He resumed his place at the educator, turned on the power, and a shadow passed over his face.

"Poor devil, he's conked out—couldn't stand the gaff," he remarked, half-regretfully. "However that makes it easy to get what we want, and we'd have had to kill him anyway, I guess—Bad as it is, I'd hate to bump him off in cold blood."

He threaded new spools into the machine, and for three hours, mile after mile of tape sped between the magnets as Seaton explored every recess of that monstrous, yet stupendous brain.

"Well, that's that," he declared finally, as, the last bit of information gleaned and recorded upon the flying tape, he removed the body of the Fenachrone captain into space and rayed it out of existence. "Now what to do?"

"How can we get this salt to Osnome?" asked Dunark whose thoughts were never far from that store of the precious chemical. "You are already crowded, and Sitar and I will crowd you still more. You have no room for additional cargo, and yet much valuable time would be lost in going to Osnome for another vessel."

"Yes, and we've got to get a lot of 'X', too. Guess we'll have to take time to get another vessel. I'd like to drag in the pieces of that ship, too—his instruments and a lot of the parts could be used."

"Why not do it all at once?" suggested Crane. "We can start that whole mass toward Osnome by drawing it behind us until such a velocity has been attained that it will reach there at the desired time. We could then go to 'X,' and overtake this material near the green system."
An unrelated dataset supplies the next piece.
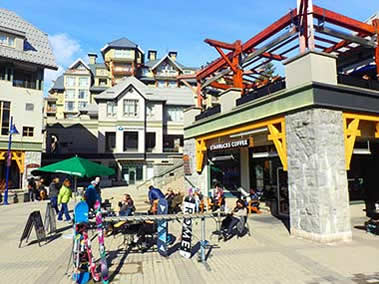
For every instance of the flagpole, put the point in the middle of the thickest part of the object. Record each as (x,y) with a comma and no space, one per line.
(9,161)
"Right you are, ace—that's a sound idea. But say, Dunark, it wouldn't be good technique for you to eat our food for any length of time. While we're figuring this out you'd better hop over there and bring over enough to last you two until we get you home. Give it to Shiro—after a couple of lessons, you'll find he'll be as good as any of your cooks."

* * * * *

Faster and faster the Skylark flew, pulling behind her the mass of wreckage, held by every available attractor. When the calculated velocity had been attained, the attractors were shut off and the vessel darted away toward that planet, still in the Carboniferous Age, which possessed at least one solid ledge of metallic "X," the rarest of all earthly metals. As the automatic controls held the cruiser upon her course, the six wanderers sat long in discussion as to what should be done, what could be done, to avert the threatened destruction of all the civilization of the Galaxy except the monstrous and unspeakable culture of the Fenachrone. Nearing their destination, Seaton rose to his feet.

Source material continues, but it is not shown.